Technology

Voice Type delivers fast, accurate macOS dictation entirely on‑device. Our pipeline focuses on two things that dictate real‑world dictation quality: speed and accuracy.

On‑device pipeline

  • Robust VAD: RNNoise‑based voice activity detection continuously finds speech and ignores background noise.
  • Segmentation: smart sentence/phrase boundaries with padding and merging; continuous background capture.
  • Audio normalization: target −14 LUFS with K‑weighting; then high‑pass at 50 Hz (2nd‑order Butterworth) to reduce low‑frequency rumble.
  • Resampling: 48 kHz → 16 kHz via band‑limited conversion to match model expectations.
  • Batching: transcribes in ~30‑second windows, preserving context across windows.
  • Acceleration: Core ML + Metal optimizations keep inference snappy and power‑efficient.

Why it feels faster

  • No uploads: audio never leaves your Mac—no network delay, no large file transfers, no degraded results from compressed audio.
  • 30‑second batching: when you stop dictation we only finish the current ~30s block; on an M1 this finalization typically completes in about 2–3 seconds.
  • Energy‑aware: batching + on‑device inference avoids long, continuous cloud round‑trips.

Why it stays accurate

  • Input conditioning: LUFS normalization and filtering align input closer to common Whisper‑training audio distributions (a mix of read speech and podcast‑like sources).
  • Noise resilience: RNNoise helps suppress ambient noise without over‑smoothing speech.
  • No forced “prompt fixes”: we avoid heavy LLM prompting to coerce spellings, which can reduce overall transcript fidelity.

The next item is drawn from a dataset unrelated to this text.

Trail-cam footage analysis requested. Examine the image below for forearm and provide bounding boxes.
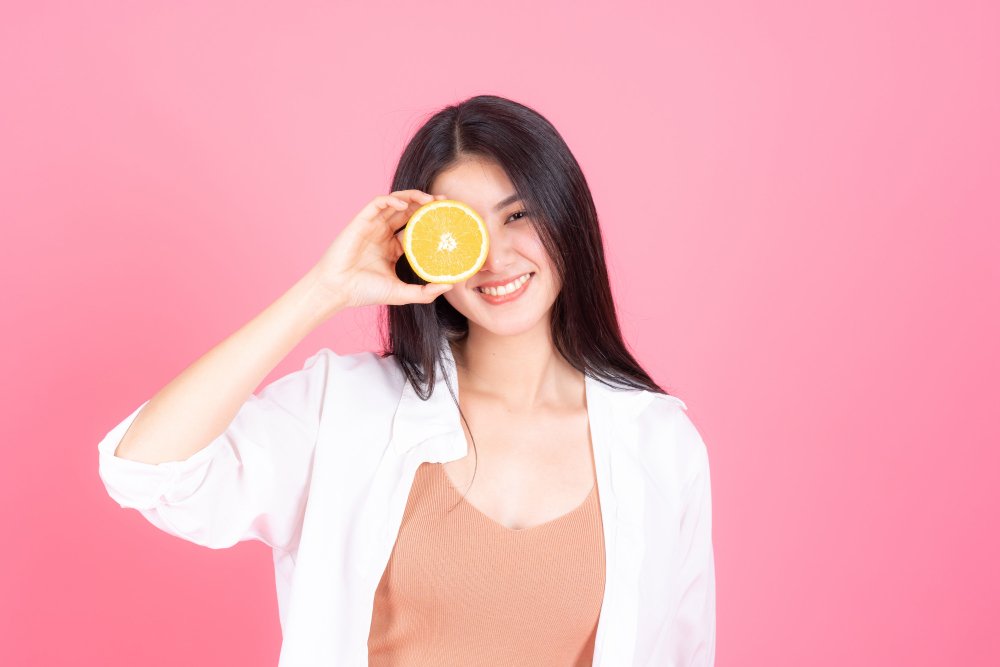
[115,272,343,463]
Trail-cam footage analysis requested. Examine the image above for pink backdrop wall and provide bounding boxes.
[0,0,1000,667]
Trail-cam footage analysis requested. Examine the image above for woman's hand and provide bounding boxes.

We improve the signal before recognition instead.

Privacy and reviews

  • App Store sandboxed: distributed via the Mac App Store; Apple sandboxing applies.
  • Authentic reviews: ratings/reviews are from the App Store—unfiltered, including critical ones.
  • Network calls: none during dictation, except receipt checks and optional “bring‑your‑own‑key” rewrite calls if you enable them.

Optional instant rewrite

If you enable BYOK, Voice Type can hand off the transcript to a fast provider for rewriting or formatting. Combined with high token‑throughput providers, end‑to‑end dictation → rewrite is exceptionally quick while your audio stays local.